Well, @OlJas, I guess you are right. Gerston is indeed a fun experience, and perhaps nothing more than that. I would also say that it is expensive, especially if compared with something like Springbank 10yo, a single malt that btw I adore. So fully understand if you want to put this on the back burner. Gerston was actually the only bottle I bought from them, while I obtained samples for their other expressions. Let us know in case you should change your mind and put together some tasting notes. Cheers!

4 years ago 0

@Robert99
Robert99 commented

@Pierre_W Well done sir! Your review is spot on. I just opened my bottle of Gerston and my experience is very similar to yours. I don't get that much apple but I never refered to apple (except for young Tullamore Dew). On the other hand, I have chocolate from the beginning to the end although it is interwoven with the liquorice and maybe something just between prune and plum. The apricot is there but subdued as it doesn't want to stay in front. There is a slight herbal note on the nose and the palate as if there was a very small amount of Bruichladdich in it. There is also a trace of calcareous water. Finaly, I would add that the peat is an Highland peat for me even if the interplay with the vanilla makes me think of Ardbeg 10.

As you are saying, it is not a flashy one. The flavors are not bold but there is a good definition of them. Usually I sip my dram, but with this one I prefer not to gulp it but to take very wide sip as I get more salt and maybe some ginger that way for a better balance and then I go back to small sip to get more malt, fruit and chocolate. I think it will improve with air. Does it?

3 years ago 0

@Ol_Jas
Ol_Jas commented

K&L just marked this down to $48: klwines.com/Products/i/…

If I were doing a K&L mail order, I'd probably give it a whirl at that price.

3 years ago 0

@Pierre_W
Pierre_W commented

Hi @Robert99, many thanks for your comments and apologies for being somewhat late in replying to your post. Your tasting notes are quite detailed and I would love to see them incorporated into a review of your own. I was expecially intrigued by the calcareous water - don't remember that I got that flavour but I shall look out for it in other malts going forward. My bottle is gone in the meantime but I believe I remember that air did not add too much to this whisky, both in terms of quality and flavour panoply. Still, very impressive for a blended malt. Cheers!

3 years ago 0

@Robert99
Robert99 commented

@Pierre_W I missed your previous comment. Maybe I didn't pick the right words when I said Calcareous water. It's just that, for a moment, I thought of the smell of a cavern with stalagtites. Precisely, I thought of that white powder you then find on your hands because it is on all the rocks.

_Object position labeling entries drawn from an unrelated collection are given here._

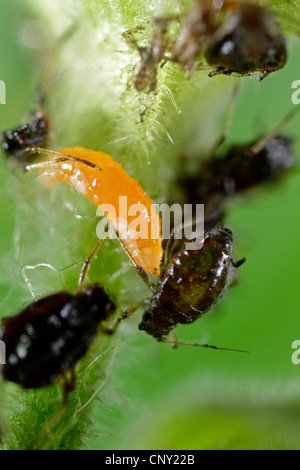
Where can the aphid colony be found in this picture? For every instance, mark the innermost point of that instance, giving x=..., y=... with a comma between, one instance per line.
x=48, y=337
x=232, y=36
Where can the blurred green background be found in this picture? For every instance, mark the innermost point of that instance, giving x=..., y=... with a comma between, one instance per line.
x=156, y=397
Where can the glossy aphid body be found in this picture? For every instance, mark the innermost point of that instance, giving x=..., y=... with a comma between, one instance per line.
x=240, y=170
x=145, y=74
x=17, y=142
x=239, y=37
x=48, y=338
x=99, y=177
x=192, y=283
x=248, y=40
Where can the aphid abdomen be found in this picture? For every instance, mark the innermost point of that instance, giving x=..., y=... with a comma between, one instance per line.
x=51, y=335
x=194, y=281
x=248, y=40
x=244, y=169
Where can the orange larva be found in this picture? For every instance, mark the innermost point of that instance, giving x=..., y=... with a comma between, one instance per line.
x=99, y=177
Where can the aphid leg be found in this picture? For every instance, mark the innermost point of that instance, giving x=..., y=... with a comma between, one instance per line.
x=150, y=102
x=139, y=268
x=260, y=145
x=60, y=158
x=239, y=263
x=87, y=265
x=198, y=345
x=228, y=119
x=127, y=36
x=124, y=316
x=173, y=337
x=69, y=383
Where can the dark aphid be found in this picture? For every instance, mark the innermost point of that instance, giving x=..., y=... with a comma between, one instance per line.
x=248, y=40
x=239, y=170
x=192, y=284
x=48, y=338
x=233, y=36
x=145, y=75
x=17, y=142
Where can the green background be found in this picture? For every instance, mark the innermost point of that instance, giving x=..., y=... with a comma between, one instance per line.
x=155, y=397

Thank you for the kind words, I will write a review of it next time I will take a glass. That may be tonight since talking about it made me curious about checking if my first impression was right. I will surely express that, yes, it is impressive for a blend.

Cheers!

3 years ago 0

@MadSingleMalt
MadSingleMalt commented

@Pierre_W and @Robert99: As I just mentioned elsewhere, I ran into this operation's sales rep today. He said the peated component of Gerston comes from the Orkneys. (He wouldn't say whether it was Highland Park or Scapa.) I see above that Robert99 pegged it as a Highland peat, which I suppose was in the right direction! So for anyone who's even wished for a more heavily peated version of Highland Park to get a fuller blast of that Orkey peat, this Gerston might be our answer.

Also, there's a mention of samples above. The other news I got from this sales rep fella is that they're planning to start offering a sample pack of all their lost distillery recreations. I think he said it'd be something along the lines of six 50-ml samples for like $30, which would be an easy breaker of the bottle ban for me. Take my money.